Uma repórter perguntou sobre a reaproximação entre os dois. Ela lembrou que Moro já havia ligado Flávio ao caso das “rachadinhas” e acusado Jair Bolsonaro de interferir na Polícia Federal para proteger os filhos.
“Lá atrás o senhor falou que Flávio Bolsonaro cometeu [o crime de] ‘rachadinha’, disse que o [então] presidente Bolsonaro tentava defender os filhos interferindo na Polícia Federal. O senhor mudou de ideia e acha que ele não cometeu mais ‘rachadinha’?”.
Em seguida, ela insistiu: “Como é hoje andar ao lado do Flávio Bolsonaro que o senhor fez críticas?”.
Moro não respondeu sobre as acusações e disse: “Flávio Bolsonaro é o único com potencial para derrotar o Lula…”.
A repórter tentou voltar ao assunto: “Mas fora falar de Lula, ele [Flávio] não cometeu ‘rachadinha’?”. Moro evitou novamente e falou do governo federal: “Hoje quem está impedindo investigação é o Lula, protegendo o Lulinha do envolvimento do escândalo do roubo dos aposentados e pensionistas”.
Ainda questionado sobre “o dinheiro que ele [Flávio] recebeu do Banco Master”, Moro começou a ignorar as perguntas. A jornalista continuou: “Fora falar do Lula, o que o senhor tem mais a dizer para o [povo do] Paraná?”.
O episódio mostra como o passado pesa na nova aliança entre Moro e o grupo Bolsonaro. Em março, Flávio declarou apoio à candidatura de Moro ao governo do Paraná. Moro disse que apoia “o projeto de Flávio Bolsonaro à Presidência do Brasil”.
Moro e os Bolsonaro foram adversários no passado.

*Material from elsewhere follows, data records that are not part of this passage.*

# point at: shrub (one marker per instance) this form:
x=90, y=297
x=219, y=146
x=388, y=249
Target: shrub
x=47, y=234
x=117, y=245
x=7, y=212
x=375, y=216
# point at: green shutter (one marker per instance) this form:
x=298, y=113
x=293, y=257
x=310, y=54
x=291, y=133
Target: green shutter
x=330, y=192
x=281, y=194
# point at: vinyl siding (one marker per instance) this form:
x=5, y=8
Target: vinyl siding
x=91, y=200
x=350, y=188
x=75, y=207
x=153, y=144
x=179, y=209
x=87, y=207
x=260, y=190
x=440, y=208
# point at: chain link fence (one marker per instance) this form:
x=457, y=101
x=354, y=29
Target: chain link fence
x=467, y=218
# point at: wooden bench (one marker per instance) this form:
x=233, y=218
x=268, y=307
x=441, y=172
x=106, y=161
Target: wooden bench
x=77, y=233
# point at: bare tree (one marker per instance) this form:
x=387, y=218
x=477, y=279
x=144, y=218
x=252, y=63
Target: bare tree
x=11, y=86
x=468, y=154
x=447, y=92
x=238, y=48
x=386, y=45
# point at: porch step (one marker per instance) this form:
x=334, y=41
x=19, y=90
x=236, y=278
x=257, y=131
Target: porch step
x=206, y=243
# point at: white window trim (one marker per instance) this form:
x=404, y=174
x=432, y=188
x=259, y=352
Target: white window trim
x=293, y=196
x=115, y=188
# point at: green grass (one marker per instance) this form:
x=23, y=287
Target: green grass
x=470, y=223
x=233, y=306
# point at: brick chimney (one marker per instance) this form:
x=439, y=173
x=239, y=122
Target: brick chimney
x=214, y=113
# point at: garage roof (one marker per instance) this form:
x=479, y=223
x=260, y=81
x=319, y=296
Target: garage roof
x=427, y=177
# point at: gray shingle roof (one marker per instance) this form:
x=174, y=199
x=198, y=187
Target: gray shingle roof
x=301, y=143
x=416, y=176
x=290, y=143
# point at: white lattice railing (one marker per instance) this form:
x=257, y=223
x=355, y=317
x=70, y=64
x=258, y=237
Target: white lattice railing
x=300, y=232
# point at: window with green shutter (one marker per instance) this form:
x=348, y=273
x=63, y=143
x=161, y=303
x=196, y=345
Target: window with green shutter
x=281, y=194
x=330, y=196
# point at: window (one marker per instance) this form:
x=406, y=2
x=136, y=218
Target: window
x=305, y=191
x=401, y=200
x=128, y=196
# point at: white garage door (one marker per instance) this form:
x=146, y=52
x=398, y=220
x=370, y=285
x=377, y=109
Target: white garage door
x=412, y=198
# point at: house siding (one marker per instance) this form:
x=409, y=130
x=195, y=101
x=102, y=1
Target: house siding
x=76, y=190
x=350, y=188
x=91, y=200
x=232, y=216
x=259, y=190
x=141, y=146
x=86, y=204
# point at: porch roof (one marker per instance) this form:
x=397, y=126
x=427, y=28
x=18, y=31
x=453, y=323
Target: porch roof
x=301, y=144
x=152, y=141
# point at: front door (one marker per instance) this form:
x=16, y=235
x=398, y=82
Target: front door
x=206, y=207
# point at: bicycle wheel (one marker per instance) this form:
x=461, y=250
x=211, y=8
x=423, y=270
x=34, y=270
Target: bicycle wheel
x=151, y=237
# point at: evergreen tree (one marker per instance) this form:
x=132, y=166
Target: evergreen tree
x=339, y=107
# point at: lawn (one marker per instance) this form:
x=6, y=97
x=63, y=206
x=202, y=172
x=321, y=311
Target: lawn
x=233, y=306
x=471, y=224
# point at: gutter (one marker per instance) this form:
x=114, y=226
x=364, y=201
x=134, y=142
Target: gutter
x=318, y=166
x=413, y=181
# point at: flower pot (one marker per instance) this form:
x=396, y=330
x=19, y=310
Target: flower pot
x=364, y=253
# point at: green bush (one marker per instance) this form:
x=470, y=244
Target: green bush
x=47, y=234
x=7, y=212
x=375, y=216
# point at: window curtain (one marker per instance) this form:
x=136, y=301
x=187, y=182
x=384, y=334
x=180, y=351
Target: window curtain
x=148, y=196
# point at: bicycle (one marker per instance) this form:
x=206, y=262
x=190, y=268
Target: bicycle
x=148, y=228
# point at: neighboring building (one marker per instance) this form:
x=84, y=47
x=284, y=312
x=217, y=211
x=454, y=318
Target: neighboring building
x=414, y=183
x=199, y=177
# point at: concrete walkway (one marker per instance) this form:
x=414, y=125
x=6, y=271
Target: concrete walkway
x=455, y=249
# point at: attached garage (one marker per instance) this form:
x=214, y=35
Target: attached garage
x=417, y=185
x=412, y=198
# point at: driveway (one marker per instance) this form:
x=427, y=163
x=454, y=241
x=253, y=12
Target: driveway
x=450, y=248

Em abril de 2020, Moro deixou o Ministério da Justiça acusando Jair Bolsonaro de tentar interferir na Polícia Federal. Na época, ele disse que Bolsonaro queria alguém no comando da corporação para quem pudesse “ligar, colher informações, que pudesse colher relatórios de inteligência”.
Mesmo com esse histórico, Moro começou a se aproximar do bolsonarismo no segundo turno da eleição de 2022, quando apoiou Bolsonaro contra Lula. Na ocasião, ele declarou: “Coloquei de lado minhas divergências com Bolsonaro”.